Figure 1: Installation instance.
In order to allow a component version to be shared
and referred by many installation instances, each of
the components can be labelled independently. As
far as the type of temporal labelling is concerned, it
is quite common to label the versions by means of
progressive numbers, but the necessity can arise of
referring the system to a precise temporal phase of
its lifecycle. For instance, if a malfunctioning causes
trouble to a client, it can be of great importance,
even from a juridical point of view (
Grandi et al,
2003, Harris et al, n.d.), to know precisely how the
installation was when the problem occurred. The
support of at least two kinds of time dimensions is
widely emphasized in literature (
Böhlen et al, 2006,
Elmasri et al, 1990, Tansel et al, 1993): transaction
time, which tells when an event is recorded or
updated in a knowledge base, and valid time, which
represents when an event occurs, occurred or is
expected to occur in the real world. Transaction-time
is represented by adding the endpoints IN, OUT and
valid-time is represented by the endpoints FROM,
TO. In the considered environment, transaction time
tells when the installation version description
discussed above was recorded in the revision control
knowledge base and valid time refers to when the
installation is operative in the plant. For instance, the
installation version h in Fig. 2 was recorded in the
knowledge base on May 3rd 2006 and it has not
been updated yet, so IN = May 3rd 2006 and OUT =
∞. It has been fully operative on the plant FROM
May 15th 2006 and is expected to be used until (TO)

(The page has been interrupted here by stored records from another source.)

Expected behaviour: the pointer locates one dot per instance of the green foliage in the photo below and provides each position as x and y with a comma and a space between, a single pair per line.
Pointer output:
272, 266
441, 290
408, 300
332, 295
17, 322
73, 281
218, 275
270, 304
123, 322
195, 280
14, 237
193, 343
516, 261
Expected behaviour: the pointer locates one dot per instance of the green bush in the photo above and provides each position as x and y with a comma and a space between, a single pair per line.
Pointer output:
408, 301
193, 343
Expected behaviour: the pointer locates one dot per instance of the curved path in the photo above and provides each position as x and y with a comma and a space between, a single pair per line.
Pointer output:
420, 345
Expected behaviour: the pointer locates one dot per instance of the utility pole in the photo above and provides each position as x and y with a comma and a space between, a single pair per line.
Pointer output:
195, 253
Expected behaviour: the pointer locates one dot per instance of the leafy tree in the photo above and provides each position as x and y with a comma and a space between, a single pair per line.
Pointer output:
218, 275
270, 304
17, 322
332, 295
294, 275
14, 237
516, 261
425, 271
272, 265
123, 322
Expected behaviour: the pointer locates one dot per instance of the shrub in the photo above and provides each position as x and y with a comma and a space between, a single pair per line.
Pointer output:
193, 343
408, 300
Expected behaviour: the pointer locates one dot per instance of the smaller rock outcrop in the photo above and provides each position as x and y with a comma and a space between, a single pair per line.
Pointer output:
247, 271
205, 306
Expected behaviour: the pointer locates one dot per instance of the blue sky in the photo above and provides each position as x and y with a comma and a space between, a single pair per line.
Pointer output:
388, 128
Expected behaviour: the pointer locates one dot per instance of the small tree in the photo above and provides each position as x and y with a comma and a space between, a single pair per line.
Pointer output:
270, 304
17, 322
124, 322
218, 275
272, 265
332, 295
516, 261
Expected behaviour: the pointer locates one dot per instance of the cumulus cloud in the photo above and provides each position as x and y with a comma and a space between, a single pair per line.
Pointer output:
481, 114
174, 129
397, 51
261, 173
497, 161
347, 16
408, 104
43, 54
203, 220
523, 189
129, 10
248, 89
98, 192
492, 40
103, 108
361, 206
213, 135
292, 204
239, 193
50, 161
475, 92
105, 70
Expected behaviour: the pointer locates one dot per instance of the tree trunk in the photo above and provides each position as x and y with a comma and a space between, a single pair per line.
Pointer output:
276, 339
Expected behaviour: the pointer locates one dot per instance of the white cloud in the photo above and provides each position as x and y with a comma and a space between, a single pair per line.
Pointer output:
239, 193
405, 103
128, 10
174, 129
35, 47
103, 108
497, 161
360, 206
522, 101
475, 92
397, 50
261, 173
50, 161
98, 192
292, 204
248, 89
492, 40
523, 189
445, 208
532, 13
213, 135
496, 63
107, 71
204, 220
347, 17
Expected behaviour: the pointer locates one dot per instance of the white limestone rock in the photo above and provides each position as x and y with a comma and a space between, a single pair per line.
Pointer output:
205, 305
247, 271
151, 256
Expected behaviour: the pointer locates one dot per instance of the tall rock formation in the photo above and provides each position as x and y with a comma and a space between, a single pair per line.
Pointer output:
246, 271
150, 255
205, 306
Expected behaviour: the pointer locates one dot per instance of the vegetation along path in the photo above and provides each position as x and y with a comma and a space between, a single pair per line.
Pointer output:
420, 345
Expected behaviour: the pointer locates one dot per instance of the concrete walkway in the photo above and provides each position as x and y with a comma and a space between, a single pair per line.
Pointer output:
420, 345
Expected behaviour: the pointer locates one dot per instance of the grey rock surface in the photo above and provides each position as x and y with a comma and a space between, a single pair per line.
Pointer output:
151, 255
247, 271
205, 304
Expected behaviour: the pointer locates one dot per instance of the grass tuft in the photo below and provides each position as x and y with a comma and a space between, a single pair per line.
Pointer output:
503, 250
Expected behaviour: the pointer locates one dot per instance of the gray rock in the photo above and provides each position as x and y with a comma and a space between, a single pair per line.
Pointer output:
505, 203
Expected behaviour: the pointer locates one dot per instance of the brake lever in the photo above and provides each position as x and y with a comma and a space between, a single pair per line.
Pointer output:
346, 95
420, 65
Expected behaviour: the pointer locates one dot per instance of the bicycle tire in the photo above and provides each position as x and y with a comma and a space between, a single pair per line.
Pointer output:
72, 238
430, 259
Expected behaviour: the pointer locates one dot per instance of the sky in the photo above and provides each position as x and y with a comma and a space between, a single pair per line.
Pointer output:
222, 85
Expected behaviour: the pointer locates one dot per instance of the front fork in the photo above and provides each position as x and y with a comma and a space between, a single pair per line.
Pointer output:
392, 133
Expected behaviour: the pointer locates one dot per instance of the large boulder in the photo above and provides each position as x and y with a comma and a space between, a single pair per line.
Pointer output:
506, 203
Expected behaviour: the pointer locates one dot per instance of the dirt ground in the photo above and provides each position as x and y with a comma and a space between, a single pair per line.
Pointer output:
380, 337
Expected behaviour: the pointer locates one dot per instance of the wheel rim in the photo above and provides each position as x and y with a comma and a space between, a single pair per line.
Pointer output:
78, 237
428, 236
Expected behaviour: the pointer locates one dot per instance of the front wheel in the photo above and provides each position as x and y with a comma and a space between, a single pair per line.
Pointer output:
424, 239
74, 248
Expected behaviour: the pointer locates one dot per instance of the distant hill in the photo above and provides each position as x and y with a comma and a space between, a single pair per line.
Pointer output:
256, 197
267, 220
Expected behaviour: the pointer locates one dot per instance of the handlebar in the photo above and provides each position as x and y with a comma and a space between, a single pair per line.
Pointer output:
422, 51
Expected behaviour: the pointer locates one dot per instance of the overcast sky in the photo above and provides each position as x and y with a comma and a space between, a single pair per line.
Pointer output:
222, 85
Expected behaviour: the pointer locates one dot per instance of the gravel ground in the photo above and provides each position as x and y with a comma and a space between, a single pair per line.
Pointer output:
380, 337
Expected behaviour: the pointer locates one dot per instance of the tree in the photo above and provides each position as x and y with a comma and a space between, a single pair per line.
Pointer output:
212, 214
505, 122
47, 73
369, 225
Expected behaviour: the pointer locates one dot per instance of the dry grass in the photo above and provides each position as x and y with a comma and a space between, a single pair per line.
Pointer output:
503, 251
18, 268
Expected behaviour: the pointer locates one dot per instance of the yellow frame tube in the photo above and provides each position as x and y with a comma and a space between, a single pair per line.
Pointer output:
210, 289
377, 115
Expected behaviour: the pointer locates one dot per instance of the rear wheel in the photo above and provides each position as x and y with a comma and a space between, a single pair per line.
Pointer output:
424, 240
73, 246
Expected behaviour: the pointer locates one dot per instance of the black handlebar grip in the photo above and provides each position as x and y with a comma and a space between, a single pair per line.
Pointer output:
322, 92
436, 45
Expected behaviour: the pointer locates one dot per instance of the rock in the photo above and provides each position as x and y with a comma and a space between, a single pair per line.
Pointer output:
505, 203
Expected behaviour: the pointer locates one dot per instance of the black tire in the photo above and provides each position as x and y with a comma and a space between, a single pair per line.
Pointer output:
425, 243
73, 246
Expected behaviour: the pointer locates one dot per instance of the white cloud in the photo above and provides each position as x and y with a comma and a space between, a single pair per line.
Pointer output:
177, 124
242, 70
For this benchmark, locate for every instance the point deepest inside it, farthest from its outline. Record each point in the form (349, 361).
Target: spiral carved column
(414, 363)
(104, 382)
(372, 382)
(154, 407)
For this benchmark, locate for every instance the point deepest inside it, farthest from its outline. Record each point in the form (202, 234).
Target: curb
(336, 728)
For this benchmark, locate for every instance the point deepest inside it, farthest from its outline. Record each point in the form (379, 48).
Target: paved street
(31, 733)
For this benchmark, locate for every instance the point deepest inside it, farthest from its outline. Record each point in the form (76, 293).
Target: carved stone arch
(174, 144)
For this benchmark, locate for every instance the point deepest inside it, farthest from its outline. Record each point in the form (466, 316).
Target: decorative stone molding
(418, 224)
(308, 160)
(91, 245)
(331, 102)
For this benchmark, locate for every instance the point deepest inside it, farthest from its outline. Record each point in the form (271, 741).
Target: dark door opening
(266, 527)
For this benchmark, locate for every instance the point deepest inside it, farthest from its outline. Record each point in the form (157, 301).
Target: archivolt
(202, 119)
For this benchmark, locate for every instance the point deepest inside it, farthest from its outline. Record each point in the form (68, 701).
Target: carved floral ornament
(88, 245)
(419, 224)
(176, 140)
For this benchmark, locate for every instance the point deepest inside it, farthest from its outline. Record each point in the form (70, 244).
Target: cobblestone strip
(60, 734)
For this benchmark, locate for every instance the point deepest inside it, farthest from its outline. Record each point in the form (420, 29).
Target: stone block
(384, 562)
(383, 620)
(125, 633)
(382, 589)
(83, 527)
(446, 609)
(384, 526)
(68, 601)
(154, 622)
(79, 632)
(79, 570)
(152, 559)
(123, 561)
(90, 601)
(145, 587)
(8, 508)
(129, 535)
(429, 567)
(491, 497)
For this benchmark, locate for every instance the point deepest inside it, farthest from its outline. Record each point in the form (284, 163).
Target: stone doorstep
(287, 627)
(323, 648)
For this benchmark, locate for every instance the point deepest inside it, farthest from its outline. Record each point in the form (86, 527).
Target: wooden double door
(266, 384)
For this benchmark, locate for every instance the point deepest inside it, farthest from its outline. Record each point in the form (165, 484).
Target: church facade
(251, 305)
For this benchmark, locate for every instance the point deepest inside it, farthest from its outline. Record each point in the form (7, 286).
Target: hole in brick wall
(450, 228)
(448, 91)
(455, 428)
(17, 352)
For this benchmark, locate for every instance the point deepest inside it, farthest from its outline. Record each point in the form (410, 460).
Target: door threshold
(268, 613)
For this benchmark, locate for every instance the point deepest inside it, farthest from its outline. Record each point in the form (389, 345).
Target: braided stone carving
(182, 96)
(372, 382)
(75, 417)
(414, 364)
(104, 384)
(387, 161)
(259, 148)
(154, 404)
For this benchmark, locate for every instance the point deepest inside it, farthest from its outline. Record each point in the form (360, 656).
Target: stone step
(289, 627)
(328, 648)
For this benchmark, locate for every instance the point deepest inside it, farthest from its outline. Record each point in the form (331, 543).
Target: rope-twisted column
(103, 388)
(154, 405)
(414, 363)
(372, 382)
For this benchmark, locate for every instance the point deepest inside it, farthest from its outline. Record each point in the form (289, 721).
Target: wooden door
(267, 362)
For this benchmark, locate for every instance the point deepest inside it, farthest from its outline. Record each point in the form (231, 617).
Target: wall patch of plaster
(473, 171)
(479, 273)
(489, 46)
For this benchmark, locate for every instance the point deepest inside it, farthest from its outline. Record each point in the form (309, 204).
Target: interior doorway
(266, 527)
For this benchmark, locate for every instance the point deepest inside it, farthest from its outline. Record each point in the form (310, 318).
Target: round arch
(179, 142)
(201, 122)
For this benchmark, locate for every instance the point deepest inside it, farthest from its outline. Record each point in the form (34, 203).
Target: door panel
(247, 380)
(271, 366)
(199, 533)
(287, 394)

December 23rd 2007. Note that there is no need a
priori that they should be labelled with the same
values of transaction and valid-time. For instance,
the software version j can have been recorded before
May 3rd 2006 but used within the installation
version h. In this way, components can be shared
and duplication is partly avoided. For instance, the
installation version g in the background in Fig. 2
shares software version j.
A further advantage of using this kind of
timestamping is that, if a bug is detected within an
installation version, all the other versions that may
be touched by the same bug can be found in a very
simple way by means of temporal queries.
This structure can be easily developed by means of
the Lightweight Directory Access Protocol (LDAP).
LDAP (
Howes et al, 2003, Koutsonikola et al, 2004) can
be particularly suitable for representing installation
versions in wide enterprises: as a matter of fact,
LDAP is widely used in enterprise databases and it
is optimised for reading operations, being thus
suitable for storing and managing temporal data that
must be backtracked. Furthermore, LDAP schemes
can be very easily changed and extended in order to
record new attributes and new classes. This feature
can be very useful when designing a revision
control. As a matter of fact, new objects and new
attributes are very likely to be modified or added due
to new needs or improvements made by the people
who develop it. LDAP was also built for distributed
environments, so it suits the distributed location of
industrial applications very well.
Referring to the schemes discussed above, the
LDAP object-classes tree can be defined as follows
(see Fig. 3, Tab. 1): the 0-level class describes the
installation in general; the 1-level classes are
respectively plant requirements, software, hardware,
configuration files and documentation. It must be
observed that the timespan of the different objects
can have different meanings. For instance, the
temporal attributes of class “software” have the
following meaning: 1) IN, OUT: when the software
version was recorded/updated in the revision
information system; 2) FROM, TO: the period in
which the software version is/was/will be operative.